Hacker News new | past | comments | ask | show | jobs | submit login
Modern Microprocessors: A 90 Minute Guide (lighterra.com)
226 points by antonios on Feb 4, 2014 | hide | past | web | favorite | 37 comments

This is a really good overview of modern processor design. I keep noticing that a lot of people don't seem to understand the CPU designs past the five stage pipeline taught in undergrad architecture courses and this document does a lot of good work in targeting the areas that folks are most likely to have misconceptions about.

I do wish they covered trace caches, or as they're known partly in their more modern form, u-op (micro-op) caches, which are back in modern Intel chips again and cause some interesting performance artifacts. (The old trace caches of the P4 chips are different than the u-op caches of the new architectures, since the trace cache actually encoded branch predictions into the actual cache line lookup, which was always pretty wild.)

I agree, this is the best overview on the topic I have seen so far. Of curse, there is only so much you can squeeze into such a short overview. E.g. you probably don't really get VLIW if you don't know about trace scheduling. Or many cores without knowing about cache coherency. Etc. That's where you need to go on and read the references at the end.

I wouldn't have minded if they cut out VLIW. That debate is mostly academic at this point and there's good reasons none of them have ever really been successful. If you're writing a guide to how modern chips actually work, it seems unnecessary to include a mostly dead path of work, but I've been hating on VLIW for a long time, so that's easy for me to say.

Yes, VLIW is great for DSPs but not very much else. When the guide was written in 2001, Transmeta and Itanic were still around. So it made sense to include it back then.

Itanium has been outselling SPARC and POWER for most of its life. It may have failed at Intel's original job (deprecate the marginally open x86 space in favour of an Itanium closed shop), but it's been a commercial success against its main competitors.

It's possible that Itanium outsold POWER but only if you ignore PowerPC which was its most successful commercialization. As an architecture it existed not only in servers but in in PowerMacs, Xbox 360, PS3, Gamecube, Wii and in embedded architectures.

Itanium was a piker compared to POWER.

GPUs are somewhat VLIW aren't they?

As far as I know, they're SIMD, not VLIW. In VLIW, each ALU can be executing a different opcode. In SIMD, each ALU is executing the same opcode, but with a different operand.

The ATI cards were VLIW which gave them advantages in fixed pipeline, but as more and more programmatic shaders turned up ATI moved more towards CISC afaik.

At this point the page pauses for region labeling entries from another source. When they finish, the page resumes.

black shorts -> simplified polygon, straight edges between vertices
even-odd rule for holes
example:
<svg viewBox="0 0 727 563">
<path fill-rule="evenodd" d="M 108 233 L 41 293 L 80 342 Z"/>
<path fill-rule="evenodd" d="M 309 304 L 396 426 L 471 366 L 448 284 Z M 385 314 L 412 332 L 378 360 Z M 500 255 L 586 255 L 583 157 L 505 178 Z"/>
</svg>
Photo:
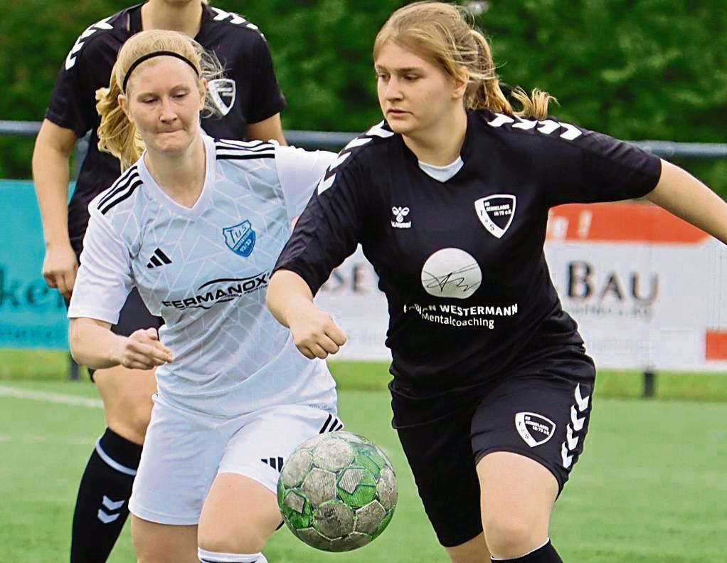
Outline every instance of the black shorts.
<svg viewBox="0 0 727 563">
<path fill-rule="evenodd" d="M 68 306 L 68 300 L 65 304 Z M 134 287 L 129 294 L 126 302 L 119 312 L 119 322 L 111 327 L 111 332 L 121 336 L 129 336 L 139 329 L 158 330 L 164 324 L 164 321 L 161 316 L 155 316 L 149 312 L 142 301 L 139 292 Z M 89 375 L 92 381 L 93 381 L 94 371 L 95 370 L 89 368 Z"/>
<path fill-rule="evenodd" d="M 427 516 L 439 542 L 453 547 L 482 532 L 475 466 L 486 454 L 513 452 L 530 458 L 555 477 L 558 492 L 583 451 L 595 379 L 580 351 L 563 351 L 539 366 L 529 364 L 476 395 L 446 417 L 398 426 Z M 426 408 L 429 400 L 403 397 L 392 386 L 397 411 Z M 406 418 L 406 415 L 398 417 Z"/>
</svg>

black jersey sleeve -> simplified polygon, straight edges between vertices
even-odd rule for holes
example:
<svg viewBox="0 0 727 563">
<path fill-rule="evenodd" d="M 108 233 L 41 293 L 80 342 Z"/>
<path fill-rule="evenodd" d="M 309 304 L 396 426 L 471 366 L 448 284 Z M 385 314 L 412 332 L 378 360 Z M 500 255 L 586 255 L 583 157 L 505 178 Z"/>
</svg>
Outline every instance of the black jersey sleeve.
<svg viewBox="0 0 727 563">
<path fill-rule="evenodd" d="M 362 241 L 368 206 L 363 167 L 355 159 L 337 167 L 341 158 L 326 170 L 276 264 L 300 276 L 314 295 Z"/>
<path fill-rule="evenodd" d="M 577 131 L 576 138 L 554 140 L 543 151 L 550 205 L 632 199 L 656 186 L 659 157 L 601 133 Z"/>
<path fill-rule="evenodd" d="M 63 61 L 46 111 L 49 121 L 73 129 L 79 138 L 94 127 L 97 119 L 95 69 L 87 57 L 88 52 L 88 47 L 77 53 L 71 51 Z"/>
<path fill-rule="evenodd" d="M 279 113 L 286 106 L 285 96 L 278 85 L 268 42 L 257 35 L 251 53 L 253 69 L 249 76 L 235 76 L 238 84 L 250 81 L 250 100 L 247 107 L 247 122 L 258 123 Z"/>
</svg>

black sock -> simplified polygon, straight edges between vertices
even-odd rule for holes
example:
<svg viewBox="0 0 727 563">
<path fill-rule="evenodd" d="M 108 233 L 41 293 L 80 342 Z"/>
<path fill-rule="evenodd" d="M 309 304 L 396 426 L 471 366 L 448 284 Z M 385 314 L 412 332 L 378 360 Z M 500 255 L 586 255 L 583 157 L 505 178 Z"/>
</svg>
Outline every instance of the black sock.
<svg viewBox="0 0 727 563">
<path fill-rule="evenodd" d="M 492 563 L 507 563 L 508 561 L 517 562 L 517 563 L 563 563 L 563 559 L 558 554 L 555 548 L 553 546 L 550 540 L 541 548 L 538 548 L 534 551 L 531 551 L 522 557 L 515 557 L 514 559 L 490 559 Z"/>
<path fill-rule="evenodd" d="M 129 516 L 129 497 L 141 446 L 106 428 L 79 487 L 71 537 L 71 563 L 103 563 Z"/>
</svg>

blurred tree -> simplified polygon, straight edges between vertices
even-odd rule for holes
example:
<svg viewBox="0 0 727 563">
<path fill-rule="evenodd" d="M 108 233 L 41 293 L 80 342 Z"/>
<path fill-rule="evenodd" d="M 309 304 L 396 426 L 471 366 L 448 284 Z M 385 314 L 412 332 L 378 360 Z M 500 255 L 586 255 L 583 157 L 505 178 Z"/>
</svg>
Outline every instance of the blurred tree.
<svg viewBox="0 0 727 563">
<path fill-rule="evenodd" d="M 289 102 L 284 127 L 360 131 L 380 119 L 374 37 L 399 0 L 212 0 L 270 43 Z M 558 118 L 623 139 L 727 140 L 723 0 L 505 0 L 482 10 L 504 82 L 556 96 Z M 6 2 L 0 119 L 40 120 L 57 69 L 119 0 Z M 0 177 L 27 177 L 32 141 L 0 137 Z M 680 162 L 727 196 L 727 161 Z"/>
</svg>

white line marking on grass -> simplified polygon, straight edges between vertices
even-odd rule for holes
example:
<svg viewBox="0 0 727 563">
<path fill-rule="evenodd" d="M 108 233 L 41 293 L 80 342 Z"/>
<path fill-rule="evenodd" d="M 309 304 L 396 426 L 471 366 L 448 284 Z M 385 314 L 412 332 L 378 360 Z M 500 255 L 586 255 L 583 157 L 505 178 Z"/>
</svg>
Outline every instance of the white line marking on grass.
<svg viewBox="0 0 727 563">
<path fill-rule="evenodd" d="M 47 403 L 57 404 L 71 404 L 74 407 L 90 407 L 94 409 L 103 407 L 100 399 L 89 399 L 88 397 L 77 397 L 73 395 L 63 395 L 60 393 L 47 393 L 46 391 L 35 391 L 28 389 L 16 389 L 13 387 L 0 386 L 0 396 L 15 397 L 16 399 L 30 399 L 33 401 L 43 401 Z"/>
</svg>

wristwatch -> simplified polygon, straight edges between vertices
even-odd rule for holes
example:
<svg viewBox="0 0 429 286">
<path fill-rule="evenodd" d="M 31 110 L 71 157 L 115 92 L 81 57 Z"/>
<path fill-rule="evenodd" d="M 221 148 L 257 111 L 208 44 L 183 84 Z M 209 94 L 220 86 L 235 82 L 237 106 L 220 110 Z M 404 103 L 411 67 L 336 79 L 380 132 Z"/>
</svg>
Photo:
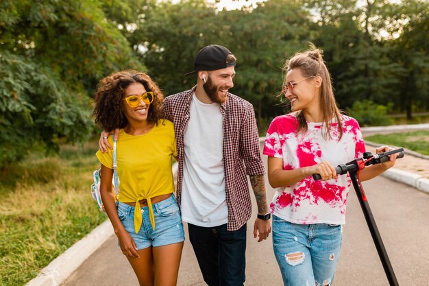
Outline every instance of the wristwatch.
<svg viewBox="0 0 429 286">
<path fill-rule="evenodd" d="M 258 213 L 258 218 L 260 219 L 268 220 L 270 218 L 271 218 L 271 213 L 267 213 L 265 215 L 260 215 Z"/>
</svg>

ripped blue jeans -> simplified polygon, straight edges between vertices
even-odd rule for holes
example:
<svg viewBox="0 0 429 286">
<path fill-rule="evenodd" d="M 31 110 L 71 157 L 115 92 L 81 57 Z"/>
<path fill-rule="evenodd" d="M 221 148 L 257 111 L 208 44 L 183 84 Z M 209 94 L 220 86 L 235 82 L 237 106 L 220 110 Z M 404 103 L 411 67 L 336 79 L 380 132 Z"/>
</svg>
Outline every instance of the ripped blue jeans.
<svg viewBox="0 0 429 286">
<path fill-rule="evenodd" d="M 297 224 L 273 216 L 273 247 L 285 286 L 332 285 L 341 225 Z"/>
</svg>

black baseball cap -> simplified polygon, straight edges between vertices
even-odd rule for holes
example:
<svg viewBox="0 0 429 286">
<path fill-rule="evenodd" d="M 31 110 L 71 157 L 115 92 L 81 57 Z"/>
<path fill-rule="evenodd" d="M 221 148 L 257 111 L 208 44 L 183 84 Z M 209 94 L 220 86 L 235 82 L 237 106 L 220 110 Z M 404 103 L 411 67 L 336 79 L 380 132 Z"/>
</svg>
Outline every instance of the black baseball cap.
<svg viewBox="0 0 429 286">
<path fill-rule="evenodd" d="M 235 66 L 235 62 L 226 63 L 228 55 L 232 54 L 229 49 L 220 45 L 210 45 L 199 50 L 194 61 L 194 71 L 184 75 L 189 75 L 199 71 L 215 71 Z"/>
</svg>

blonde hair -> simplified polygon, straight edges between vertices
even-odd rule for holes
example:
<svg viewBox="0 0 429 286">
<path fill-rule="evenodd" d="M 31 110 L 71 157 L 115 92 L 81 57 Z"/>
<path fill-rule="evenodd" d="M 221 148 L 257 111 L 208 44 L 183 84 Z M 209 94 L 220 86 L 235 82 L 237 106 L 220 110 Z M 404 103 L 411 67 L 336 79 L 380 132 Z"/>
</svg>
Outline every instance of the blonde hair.
<svg viewBox="0 0 429 286">
<path fill-rule="evenodd" d="M 328 71 L 322 55 L 323 51 L 316 48 L 312 44 L 310 44 L 310 49 L 295 53 L 295 56 L 286 61 L 283 67 L 284 71 L 283 84 L 286 84 L 286 75 L 287 73 L 294 69 L 299 69 L 304 78 L 310 76 L 321 78 L 320 107 L 323 122 L 325 125 L 323 136 L 325 139 L 332 139 L 329 126 L 332 124 L 332 118 L 334 117 L 336 122 L 338 122 L 340 131 L 339 140 L 343 136 L 341 113 L 336 106 L 330 74 Z M 307 131 L 307 121 L 302 110 L 297 112 L 295 115 L 298 121 L 298 132 Z"/>
</svg>

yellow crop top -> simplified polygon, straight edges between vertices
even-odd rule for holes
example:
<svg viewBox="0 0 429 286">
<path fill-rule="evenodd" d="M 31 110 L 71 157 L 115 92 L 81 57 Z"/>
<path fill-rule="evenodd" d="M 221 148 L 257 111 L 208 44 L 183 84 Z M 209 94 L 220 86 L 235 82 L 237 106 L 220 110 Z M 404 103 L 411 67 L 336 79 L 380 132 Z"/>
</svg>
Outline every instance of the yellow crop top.
<svg viewBox="0 0 429 286">
<path fill-rule="evenodd" d="M 113 146 L 112 136 L 109 143 Z M 113 150 L 100 150 L 97 158 L 104 166 L 112 169 Z M 119 200 L 135 202 L 134 228 L 138 233 L 142 223 L 140 200 L 146 199 L 152 228 L 155 218 L 151 198 L 174 192 L 171 156 L 177 156 L 173 123 L 161 119 L 158 125 L 143 135 L 129 135 L 119 131 L 117 143 L 117 172 L 119 177 Z"/>
</svg>

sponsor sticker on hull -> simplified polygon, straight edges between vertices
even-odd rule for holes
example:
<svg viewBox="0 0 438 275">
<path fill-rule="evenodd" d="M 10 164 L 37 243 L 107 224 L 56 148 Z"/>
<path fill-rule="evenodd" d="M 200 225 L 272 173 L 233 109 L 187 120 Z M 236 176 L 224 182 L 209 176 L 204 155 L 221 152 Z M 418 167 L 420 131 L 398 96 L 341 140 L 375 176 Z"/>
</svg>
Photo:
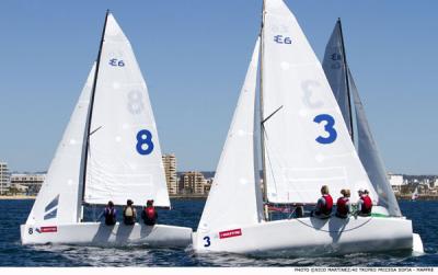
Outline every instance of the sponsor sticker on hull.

GPUs are actually "single program, multiple data" (SPMD) machines, as far as programming is concerned. Internally, I believe they're implemented in a SIMD-like fashion, with extra hardware to handle the single program aspect within each lane.

DSPs are still a hugely important and evolving part of the computer architecture ecosystem, not to mention an important part of the market.

I'd be willing to bet your cellphone has 4-6 DSP cores in it built by 2-3 different companies.

cough take a look at the new Mill CPU arch http://ootbcomp.com/docs/ ;)

What reading do you recommend for someone who wants to learn about basic CPU design? I'm not a CS major, but I'm interested.

Computer Systems: A Programmer's Perspective, Bryant & O'Halloran. http://www.amazon.com/dp/0136108040/ http://csapp.cs.cmu.edu/public/pieces/preface.pdf

This is a unique blend of operating systems and hardware architecture, emphasising application programming over the system implementation approach in Hennessy & Patterson.

A great book, whose only downside is using AT&T syntax.

The old standby, Computer Architecture: A Quantitative Approach, works you up through the basics.

Past the Patterson/Hennessy books, Shen/Lipasti's "Modern Processor Design" was really helpful to get a better sense of the implementation details of real chips, especially when you move past the 'conceptual' views (e.g. Tomasulo) and start to ask how instruction schedulers or renaming or load/store buffers actually work.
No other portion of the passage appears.